Author, institution: Justinas Tilindis, Kauno University of Technology
Scientific Supervisor: Prof. Dr. Vytautas KLEIZA (Kaunas University of Technology, Technological Sciences, Mechanical Engineering – 09T).
Science area, field: Technological Sciences, Mechanical Engineering – 09T
The Doctoral Dissertation is available at the library of Kaunas University of Technology (K. Donelaičio St. 20, Kaunas)

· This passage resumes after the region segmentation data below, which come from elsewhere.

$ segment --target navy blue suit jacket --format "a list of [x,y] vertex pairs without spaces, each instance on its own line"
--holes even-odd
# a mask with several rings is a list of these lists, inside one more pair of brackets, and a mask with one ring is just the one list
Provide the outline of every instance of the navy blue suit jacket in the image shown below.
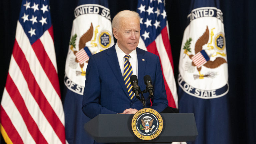
[[[82,110],[93,118],[99,114],[122,113],[126,108],[143,108],[141,102],[134,97],[132,100],[120,69],[115,45],[90,58],[86,71]],[[143,78],[149,75],[154,88],[154,97],[150,107],[160,112],[168,105],[161,65],[158,57],[137,48],[138,85],[142,91],[146,89]],[[143,95],[146,99],[148,93]],[[150,101],[146,107],[150,107]]]

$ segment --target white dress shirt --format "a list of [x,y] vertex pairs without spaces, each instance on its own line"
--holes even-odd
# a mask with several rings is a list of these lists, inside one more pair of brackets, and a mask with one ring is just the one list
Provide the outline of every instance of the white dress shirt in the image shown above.
[[[122,75],[124,76],[124,64],[125,58],[124,56],[126,54],[118,46],[117,43],[116,44],[116,51],[117,55],[117,59],[118,60],[120,69],[122,72]],[[129,58],[129,62],[132,65],[133,74],[136,75],[138,77],[138,62],[137,62],[137,53],[136,50],[134,50],[129,54],[131,57]]]

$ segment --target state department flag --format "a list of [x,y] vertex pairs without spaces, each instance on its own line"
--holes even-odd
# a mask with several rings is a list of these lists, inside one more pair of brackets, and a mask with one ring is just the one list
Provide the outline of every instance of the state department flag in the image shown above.
[[23,0],[0,108],[8,144],[64,144],[48,0]]
[[90,56],[114,44],[108,1],[79,1],[65,68],[64,111],[66,139],[70,144],[93,143],[84,129],[90,119],[82,111],[86,67]]
[[189,143],[231,143],[223,14],[218,0],[191,3],[180,56],[180,112],[195,115],[198,136]]
[[164,3],[162,0],[138,1],[137,12],[141,19],[138,47],[159,56],[168,105],[177,108],[178,96]]

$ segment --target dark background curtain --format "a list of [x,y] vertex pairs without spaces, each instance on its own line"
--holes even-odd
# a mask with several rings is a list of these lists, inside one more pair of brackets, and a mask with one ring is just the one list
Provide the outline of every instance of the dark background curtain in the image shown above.
[[[21,0],[0,1],[0,97],[8,72]],[[50,0],[61,90],[64,85],[66,57],[74,10],[77,0]],[[109,0],[111,18],[125,9],[136,11],[137,0]],[[256,2],[220,0],[223,13],[228,66],[228,93],[232,143],[256,144]],[[167,0],[166,8],[177,81],[179,57],[190,1]],[[89,21],[90,20],[88,20]],[[64,99],[64,98],[62,98]],[[4,143],[2,138],[1,142]]]

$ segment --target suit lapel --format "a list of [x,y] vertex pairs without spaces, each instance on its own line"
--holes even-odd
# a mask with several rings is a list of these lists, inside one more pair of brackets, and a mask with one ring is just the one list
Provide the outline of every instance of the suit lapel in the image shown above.
[[125,87],[123,78],[120,69],[120,66],[119,65],[115,47],[115,44],[109,48],[109,50],[107,53],[107,54],[108,56],[107,58],[107,60],[109,63],[109,66],[111,68],[111,69],[116,77],[117,81],[121,86],[124,91],[126,94],[126,96],[129,98],[127,89]]
[[144,81],[143,79],[145,73],[145,67],[147,62],[146,58],[144,56],[145,52],[138,48],[136,49],[137,53],[137,61],[138,61],[138,78],[140,80],[138,80],[138,85],[143,85]]

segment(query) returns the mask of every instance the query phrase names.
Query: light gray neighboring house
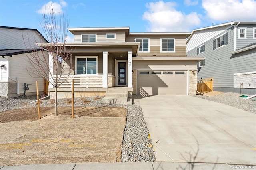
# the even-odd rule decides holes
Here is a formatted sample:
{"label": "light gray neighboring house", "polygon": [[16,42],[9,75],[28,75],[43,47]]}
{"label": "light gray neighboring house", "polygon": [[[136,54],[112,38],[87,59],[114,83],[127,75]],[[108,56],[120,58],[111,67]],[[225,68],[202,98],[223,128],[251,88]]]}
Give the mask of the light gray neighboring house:
{"label": "light gray neighboring house", "polygon": [[198,80],[213,78],[213,89],[256,93],[256,21],[232,21],[192,31],[188,56],[197,63]]}
{"label": "light gray neighboring house", "polygon": [[28,53],[40,51],[36,43],[48,41],[36,29],[0,26],[0,97],[24,94],[24,83],[31,85],[26,95],[36,94],[36,81],[39,91],[44,91],[44,79],[31,76],[26,70]]}

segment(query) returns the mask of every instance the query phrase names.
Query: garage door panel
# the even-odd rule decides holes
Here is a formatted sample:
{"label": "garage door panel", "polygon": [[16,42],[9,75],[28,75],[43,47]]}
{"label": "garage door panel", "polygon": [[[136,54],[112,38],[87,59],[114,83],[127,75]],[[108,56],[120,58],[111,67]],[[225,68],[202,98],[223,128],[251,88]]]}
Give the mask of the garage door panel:
{"label": "garage door panel", "polygon": [[163,72],[166,71],[161,71],[160,74],[152,74],[151,71],[146,71],[149,73],[140,74],[140,72],[138,73],[138,95],[187,95],[186,71],[183,71],[184,74],[175,74],[175,71],[168,71],[172,72],[172,74],[164,74]]}

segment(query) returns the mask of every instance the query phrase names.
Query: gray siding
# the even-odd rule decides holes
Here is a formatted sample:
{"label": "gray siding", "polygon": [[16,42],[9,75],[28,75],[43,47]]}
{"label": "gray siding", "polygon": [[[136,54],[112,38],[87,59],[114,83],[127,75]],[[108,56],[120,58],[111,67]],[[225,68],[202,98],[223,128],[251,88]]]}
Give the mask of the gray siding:
{"label": "gray siding", "polygon": [[[228,44],[214,50],[213,40],[225,32],[228,33]],[[204,43],[205,51],[203,53],[197,55],[198,47],[188,51],[188,56],[205,58],[205,65],[198,68],[198,80],[213,77],[214,87],[233,88],[234,73],[256,70],[254,51],[249,52],[250,54],[247,55],[232,55],[234,52],[234,28],[232,27],[205,42]]]}
{"label": "gray siding", "polygon": [[[256,27],[256,25],[239,25],[236,28],[236,48],[238,49],[242,48],[245,46],[256,42],[256,39],[253,38],[253,27]],[[246,38],[238,38],[239,34],[239,28],[246,28]]]}

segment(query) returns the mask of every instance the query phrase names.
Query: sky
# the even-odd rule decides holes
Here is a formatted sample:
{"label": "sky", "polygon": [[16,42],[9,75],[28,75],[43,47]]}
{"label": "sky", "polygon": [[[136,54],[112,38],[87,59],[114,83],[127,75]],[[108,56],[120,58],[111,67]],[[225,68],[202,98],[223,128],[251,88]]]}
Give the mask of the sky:
{"label": "sky", "polygon": [[[256,21],[256,0],[0,0],[0,25],[36,29],[44,35],[40,23],[51,4],[55,14],[69,20],[69,28],[190,32],[213,24]],[[69,42],[73,36],[69,33]]]}

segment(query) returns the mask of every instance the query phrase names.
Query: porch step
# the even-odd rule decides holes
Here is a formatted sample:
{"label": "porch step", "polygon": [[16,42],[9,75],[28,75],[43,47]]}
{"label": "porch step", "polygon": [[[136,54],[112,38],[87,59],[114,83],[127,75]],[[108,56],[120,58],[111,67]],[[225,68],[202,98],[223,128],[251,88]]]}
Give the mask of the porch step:
{"label": "porch step", "polygon": [[108,88],[105,97],[102,100],[108,104],[132,105],[132,100],[128,99],[128,88],[126,87]]}

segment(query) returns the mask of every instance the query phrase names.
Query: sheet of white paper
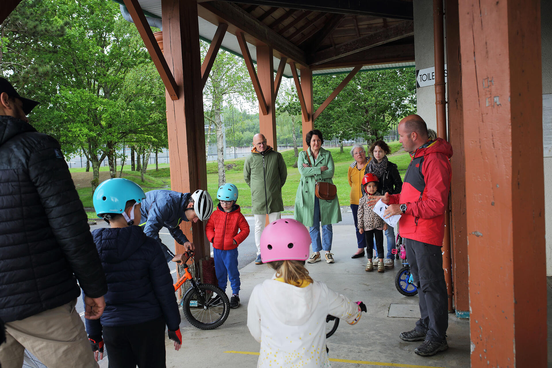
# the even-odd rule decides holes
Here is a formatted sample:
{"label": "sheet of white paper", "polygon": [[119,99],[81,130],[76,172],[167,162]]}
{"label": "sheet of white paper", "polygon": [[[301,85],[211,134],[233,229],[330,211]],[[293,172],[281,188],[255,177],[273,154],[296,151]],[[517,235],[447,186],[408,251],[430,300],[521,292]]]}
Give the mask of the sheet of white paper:
{"label": "sheet of white paper", "polygon": [[394,215],[389,218],[385,218],[384,216],[383,213],[387,209],[387,205],[381,201],[381,200],[378,201],[376,205],[374,206],[374,212],[378,214],[378,215],[383,218],[383,221],[387,222],[387,224],[391,226],[391,227],[396,227],[397,223],[399,223],[399,220],[401,218],[400,215]]}

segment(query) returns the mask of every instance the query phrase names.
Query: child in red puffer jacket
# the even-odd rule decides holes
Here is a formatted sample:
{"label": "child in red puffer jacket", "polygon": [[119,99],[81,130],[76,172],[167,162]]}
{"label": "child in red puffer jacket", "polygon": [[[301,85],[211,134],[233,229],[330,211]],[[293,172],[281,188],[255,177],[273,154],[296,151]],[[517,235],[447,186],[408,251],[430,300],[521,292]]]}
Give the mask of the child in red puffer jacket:
{"label": "child in red puffer jacket", "polygon": [[216,192],[216,198],[220,203],[207,221],[205,233],[213,243],[219,287],[226,291],[227,279],[230,279],[230,308],[237,308],[240,305],[240,285],[237,247],[249,235],[249,224],[240,206],[236,204],[238,199],[236,185],[229,183],[222,185]]}

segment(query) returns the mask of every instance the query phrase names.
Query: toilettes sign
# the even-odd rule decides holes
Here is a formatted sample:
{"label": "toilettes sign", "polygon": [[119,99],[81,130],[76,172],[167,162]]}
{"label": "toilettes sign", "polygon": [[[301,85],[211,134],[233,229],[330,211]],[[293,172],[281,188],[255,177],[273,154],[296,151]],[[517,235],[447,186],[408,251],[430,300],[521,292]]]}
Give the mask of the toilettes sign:
{"label": "toilettes sign", "polygon": [[[445,83],[447,83],[447,64],[445,64]],[[416,88],[433,86],[435,84],[435,67],[416,71]]]}

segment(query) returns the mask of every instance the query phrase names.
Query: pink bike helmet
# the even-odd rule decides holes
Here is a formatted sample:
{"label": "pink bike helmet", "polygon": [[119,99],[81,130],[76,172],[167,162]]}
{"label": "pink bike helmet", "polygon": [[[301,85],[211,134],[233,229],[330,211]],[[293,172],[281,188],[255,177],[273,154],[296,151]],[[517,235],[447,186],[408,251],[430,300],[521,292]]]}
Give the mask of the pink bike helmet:
{"label": "pink bike helmet", "polygon": [[306,260],[311,238],[305,225],[291,218],[268,224],[261,236],[263,263],[276,260]]}

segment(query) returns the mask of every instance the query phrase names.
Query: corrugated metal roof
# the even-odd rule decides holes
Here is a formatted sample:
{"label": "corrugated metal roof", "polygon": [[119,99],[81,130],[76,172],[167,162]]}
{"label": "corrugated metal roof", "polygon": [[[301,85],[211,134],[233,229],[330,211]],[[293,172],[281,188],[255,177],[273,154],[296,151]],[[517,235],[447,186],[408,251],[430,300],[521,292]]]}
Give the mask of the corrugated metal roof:
{"label": "corrugated metal roof", "polygon": [[[123,3],[123,0],[114,0],[116,2]],[[150,15],[156,16],[161,18],[161,2],[160,0],[139,0],[140,6],[144,12],[149,13]],[[148,14],[146,14],[148,15]],[[198,22],[199,25],[199,36],[204,41],[211,42],[215,33],[216,31],[217,26],[213,23],[205,20],[202,18],[198,17]],[[257,62],[257,47],[251,44],[247,43],[249,48],[250,53],[251,54],[251,58],[254,61]],[[240,45],[238,44],[237,39],[231,33],[226,32],[224,39],[221,45],[224,50],[231,52],[235,55],[243,57],[241,50],[240,49]],[[274,72],[278,68],[280,63],[280,60],[275,57],[274,58]],[[396,69],[398,68],[406,68],[414,66],[414,62],[392,63],[389,64],[380,64],[379,65],[370,65],[363,67],[360,71],[367,70],[381,70],[384,69]],[[336,69],[328,69],[326,70],[315,70],[312,71],[313,75],[327,75],[330,74],[341,74],[342,73],[348,73],[353,70],[354,68],[338,68]],[[284,76],[287,78],[292,78],[291,67],[289,64],[286,64],[284,68]]]}

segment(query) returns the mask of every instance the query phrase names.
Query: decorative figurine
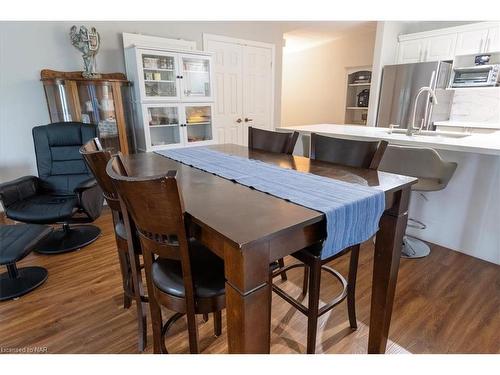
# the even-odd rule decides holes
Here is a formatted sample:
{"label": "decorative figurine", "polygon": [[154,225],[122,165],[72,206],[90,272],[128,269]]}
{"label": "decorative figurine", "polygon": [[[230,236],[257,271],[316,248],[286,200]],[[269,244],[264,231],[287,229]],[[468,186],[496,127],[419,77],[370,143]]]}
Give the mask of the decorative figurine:
{"label": "decorative figurine", "polygon": [[80,26],[78,33],[76,30],[76,26],[72,26],[69,35],[71,44],[83,54],[85,70],[82,76],[83,78],[99,78],[100,74],[96,73],[95,69],[95,55],[99,51],[100,44],[99,33],[95,27],[89,30],[85,26]]}

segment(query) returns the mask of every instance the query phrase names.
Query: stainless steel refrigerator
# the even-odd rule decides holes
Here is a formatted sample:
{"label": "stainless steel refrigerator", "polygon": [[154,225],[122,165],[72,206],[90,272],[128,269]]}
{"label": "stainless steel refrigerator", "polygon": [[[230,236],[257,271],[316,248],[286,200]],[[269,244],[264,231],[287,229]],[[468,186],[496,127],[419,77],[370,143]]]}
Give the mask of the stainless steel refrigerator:
{"label": "stainless steel refrigerator", "polygon": [[434,89],[438,100],[432,103],[427,93],[420,96],[415,126],[423,124],[424,129],[432,130],[434,121],[448,120],[453,98],[452,91],[446,90],[450,73],[451,63],[443,61],[384,66],[376,126],[394,124],[407,129],[417,92],[423,86]]}

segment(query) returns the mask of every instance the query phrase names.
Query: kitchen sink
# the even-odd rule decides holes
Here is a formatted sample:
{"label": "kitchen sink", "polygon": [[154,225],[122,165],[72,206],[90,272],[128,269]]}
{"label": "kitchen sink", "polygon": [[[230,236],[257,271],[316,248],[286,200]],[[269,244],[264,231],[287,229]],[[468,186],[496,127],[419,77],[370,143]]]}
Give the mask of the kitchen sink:
{"label": "kitchen sink", "polygon": [[[406,129],[389,129],[387,131],[389,134],[405,134]],[[470,133],[462,132],[447,132],[440,130],[422,130],[417,133],[413,133],[412,137],[444,137],[444,138],[465,138],[470,136]]]}

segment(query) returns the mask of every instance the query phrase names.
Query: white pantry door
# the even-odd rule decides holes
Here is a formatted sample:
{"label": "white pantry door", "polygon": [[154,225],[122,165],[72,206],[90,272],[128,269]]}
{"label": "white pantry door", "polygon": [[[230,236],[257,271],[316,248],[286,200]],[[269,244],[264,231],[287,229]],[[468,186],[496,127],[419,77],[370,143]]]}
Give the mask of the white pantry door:
{"label": "white pantry door", "polygon": [[242,46],[207,40],[205,49],[214,54],[215,139],[217,143],[240,144],[243,124]]}
{"label": "white pantry door", "polygon": [[[252,43],[259,44],[251,45]],[[262,43],[204,36],[214,54],[217,143],[248,144],[248,126],[273,129],[273,47]]]}
{"label": "white pantry door", "polygon": [[272,50],[243,48],[243,145],[248,144],[248,127],[273,130]]}

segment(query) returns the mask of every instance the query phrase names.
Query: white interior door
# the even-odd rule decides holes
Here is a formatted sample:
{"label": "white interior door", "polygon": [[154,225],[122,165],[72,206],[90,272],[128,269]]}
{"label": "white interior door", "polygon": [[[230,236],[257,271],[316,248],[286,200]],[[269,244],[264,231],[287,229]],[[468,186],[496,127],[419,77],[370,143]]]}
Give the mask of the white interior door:
{"label": "white interior door", "polygon": [[248,127],[272,130],[272,50],[243,48],[243,145],[248,144]]}
{"label": "white interior door", "polygon": [[216,141],[246,146],[248,126],[273,129],[274,46],[204,35],[204,49],[214,54]]}
{"label": "white interior door", "polygon": [[207,40],[205,49],[214,53],[216,141],[217,143],[241,144],[243,137],[242,46]]}

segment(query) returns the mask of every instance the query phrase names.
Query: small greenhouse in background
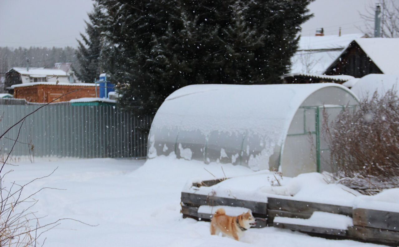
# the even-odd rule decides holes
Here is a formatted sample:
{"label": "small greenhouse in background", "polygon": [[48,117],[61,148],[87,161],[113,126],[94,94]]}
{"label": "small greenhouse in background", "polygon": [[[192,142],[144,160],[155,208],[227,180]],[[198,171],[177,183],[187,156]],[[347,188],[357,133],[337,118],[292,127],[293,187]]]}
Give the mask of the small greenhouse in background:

Dissertation Defense Board of Mechanical Engineering Science Field:
Assoc. Prof. Dr. Giedrius JANUŠAS (Kaunas University of Technology, Technological Sciences, Mechanical Engineering – 09T) – chairman,
Prof. Dr. Rimvydas GAIDYS (Kaunas University of Technology, Technological Sciences, Mechanical Engineering – 09T);
Prof. Dr. Volodymyr HUTSAYLYUK (Military University of Technology, Technological Sciences, Mechanical Engineering – 09T);
Prof. Dr. Artūras ŠTIKONAS (Vilnius University, Physical Sciences, Informatics – 09P).
Annotation:
Nowadays, the manual assembly of production items by humans continues, although this manufacturing technology is being widely replaced by robotic equipment; however, there are still many production fields where mechanical human work is inevitable due to a variety of reasons, such as labor or equipment cost, task complexity and etc. Moreover, long time trend in the manufacturing industry shows the fall of mass production and the spread of mass customization. Therefore, manufacturing companies are forced to reduce order quantities, increase product variety and shorten production lead times. In the manual assembly, when the order quantities are small or intermittent, there is no possibility of completing the learning phase, so the production is always at the beginning of the learning curve. However, in order to react to changing customer demand, there is a necessity to reduce the production time. In this research, the problem of direct production time is addressed and solved by learning time reduction. Also, the new learning curve models that satisfy the general properties of the learning curves and approximate learning processes more accurately are created and proved. In addition, it is also proved that the parameters of the learning curve can be estimated by using deterministic (non-statistical) methods. Finally, in this research it is proved that efficiency of the complex manual assembly increases when the process is split into a certain (optimal) number of simpler processes.